En même temps que l'avance du dépôt de garantie, le locataire muni d'une aide "Loca-pass" vous apporte une garantie de paiement du loyer et des charges sur 18 mois pendant les trois premières années du bail ; en cas d'impayé, vous demandez à l'organisme qui l'a délivrée de se substituer au locataire défaillant, et ce en qualité de caution solidaire... Comme tout garant, l'organisme a la possibilité de recouvrer auprès du locataire les sommes qu'il a avancées pour son compte mais il n'a pas vocation à faire plus : il vous incombe d'apprécier la situation du locataire et si celle-ci est désespérée, ou si le locataire ne paraît pas outre mesure inquiété par les sollicitations de l'organisme garant, vous aurez intérêt à engager rapidement les actions idoines faute de quoi vous vous retrouveriez au bout des 18 mois avec le même locataire défaillant et cette fois sans couverture ! Petit détail à ne pas négliger : le Loca-pass ne rembourse pas les frais de procédure à engager...
Vous avez un gérant
C'est la première fois que votre locataire est débiteur en fin de période lorsqu'a été arrêté votre compte de gestion : demandez si c'est le premier retard, et s'il y en a eu d'autres en cours de période de gestion, demandez l'historique des relances et les échanges de courriers éventuels. Demandez également si le cabinet a facturé des frais de relance pour son propre compte et peut-être déjà des frais de contentieux et d'huissier. Cette pratique est malheureusement courante. Il se peut qu'un litige soit né à propos de ces frais dont l'imputation au locataire est illégale. Si tel est le cas, demandez la mise à plat du compte du locataire : il est possible que les règlements des termes courants par le locataire aient été en partie affectés sans que vous ne le voyiez à la couverture de ces frais, laissant une partie correspondante des loyers et des charges impayés ! N'hésitez pas à demander au gérant l'annulation de ses facturations propres, et la prise en charge des frais externes s'ils ne sont pas justifiés.
Autrement, assurez-vous que le cabinet procède pour le recouvrement avec discernement et de façon personnalisée. Vérifiez qu'il procède bien d'abord par une phase amiable et qu'il adopte une stratégie de recouvrement appropriée. Obtenez le compte-rendu des contacts de pré-contentieux et exigez d'être consulté avant l'engagement d'actions judiciaires coûteuses. Exigez également un compte-rendu régulier des procédures engagées le cas échéant, ainsi que la possibilité de réunions de point avec l'avocat de temps à autre en cas de procédure compliquée !
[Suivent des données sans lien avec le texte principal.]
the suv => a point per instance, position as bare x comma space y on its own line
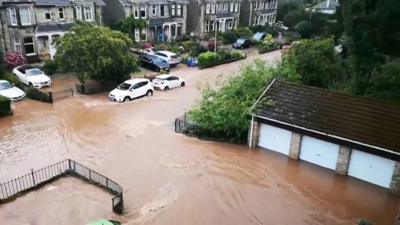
154, 63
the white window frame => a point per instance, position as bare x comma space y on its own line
179, 10
33, 45
12, 16
85, 11
78, 12
144, 10
17, 44
63, 13
29, 16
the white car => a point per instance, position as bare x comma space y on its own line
32, 76
10, 91
169, 57
167, 81
131, 89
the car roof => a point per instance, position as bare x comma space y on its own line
136, 80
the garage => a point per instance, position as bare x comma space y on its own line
371, 168
319, 152
275, 139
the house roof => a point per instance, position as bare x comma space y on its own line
360, 120
54, 27
52, 2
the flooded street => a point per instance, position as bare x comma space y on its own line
169, 178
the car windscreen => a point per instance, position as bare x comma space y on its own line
124, 86
33, 72
5, 85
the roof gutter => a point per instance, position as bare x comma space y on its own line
326, 134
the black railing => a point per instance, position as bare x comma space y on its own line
35, 179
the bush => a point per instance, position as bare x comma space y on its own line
14, 59
50, 67
36, 94
5, 106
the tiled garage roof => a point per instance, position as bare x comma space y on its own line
359, 119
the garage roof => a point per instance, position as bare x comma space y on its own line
357, 119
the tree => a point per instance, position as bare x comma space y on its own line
316, 62
304, 28
96, 53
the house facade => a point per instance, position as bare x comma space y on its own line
258, 12
166, 20
207, 17
351, 135
31, 26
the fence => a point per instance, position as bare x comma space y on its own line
35, 179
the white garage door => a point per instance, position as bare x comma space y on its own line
319, 152
274, 138
371, 168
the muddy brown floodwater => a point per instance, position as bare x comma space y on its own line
169, 178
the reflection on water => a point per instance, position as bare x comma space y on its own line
169, 178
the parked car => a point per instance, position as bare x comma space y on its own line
259, 36
167, 81
170, 57
241, 43
32, 76
104, 222
131, 89
153, 62
10, 91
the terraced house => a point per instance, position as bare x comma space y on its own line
32, 26
166, 19
206, 16
256, 12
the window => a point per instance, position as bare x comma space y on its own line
231, 7
135, 12
47, 16
12, 13
17, 44
88, 13
142, 11
25, 16
28, 46
179, 10
78, 12
208, 8
173, 9
61, 13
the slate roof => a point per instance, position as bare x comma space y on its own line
359, 119
54, 27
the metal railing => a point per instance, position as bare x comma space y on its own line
35, 179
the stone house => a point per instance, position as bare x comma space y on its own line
166, 19
351, 135
207, 16
258, 12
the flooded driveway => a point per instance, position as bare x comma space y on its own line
169, 178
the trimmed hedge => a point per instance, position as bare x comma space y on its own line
209, 59
36, 94
5, 106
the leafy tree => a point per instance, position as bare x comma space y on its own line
304, 28
96, 53
316, 62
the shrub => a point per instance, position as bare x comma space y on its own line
5, 106
14, 59
50, 67
36, 94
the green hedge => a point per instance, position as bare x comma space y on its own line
5, 106
36, 94
209, 59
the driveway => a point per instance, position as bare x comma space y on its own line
169, 178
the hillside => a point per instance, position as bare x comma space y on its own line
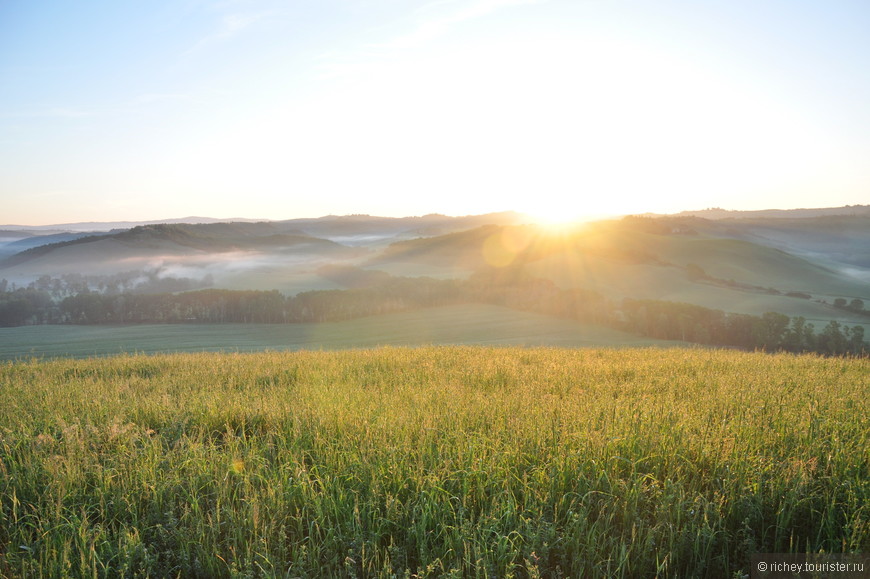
721, 265
796, 266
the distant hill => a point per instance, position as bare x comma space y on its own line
283, 255
738, 266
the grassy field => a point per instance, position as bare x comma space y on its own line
430, 462
466, 324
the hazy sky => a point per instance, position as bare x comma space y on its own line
277, 109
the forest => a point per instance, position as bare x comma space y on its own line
74, 301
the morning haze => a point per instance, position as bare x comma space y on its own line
515, 288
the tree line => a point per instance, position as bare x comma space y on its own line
379, 293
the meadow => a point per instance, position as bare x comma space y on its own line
466, 324
430, 462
Vous avez souscrit par l'intermédiaire de votre gérant une assurance loyers impayés
Les meilleures formules sont celles qui laissent pour la conduite du recouvrement le maximum de liberté au gérant ; dans ce cas, votre suivi s'effectue comme indiqué précédemment. Lorsque les formules sont plus contraignantes - délai maximum pour délivrer un commandement, prise en charge du pré-contentieux et du contentieux par la compagnie - vous n'avez plus qu'une ressource : lire en détail les clauses du contrat et veiller à être indemnisé en temps et en heure, en espérant que le contentieux de la compagnie aura réglé d'une façon ou d'une autre le problème avant la fin de la période maximale d'indemnisation - de un à deux ans suivant les contrats - soit par le rétablissement d'un règlement régulier du loyer par le locataire, soit par son départ ou son expulsion...
(1) Les procédures d'expulsion obéissent aux dispositions des articles L613-1 à L613-5 du Code de la construction et de l'habitation et des articles 61 à 66 de la loi du 9 juillet 1991. Pour l'organisation de la justice en France, les différentes juridictions et procédures, l'accès du justiciable et les aides juridictionnelles, les procédures simplifiées sans avocat, etc., voir l'excellent site du ministère de la justice.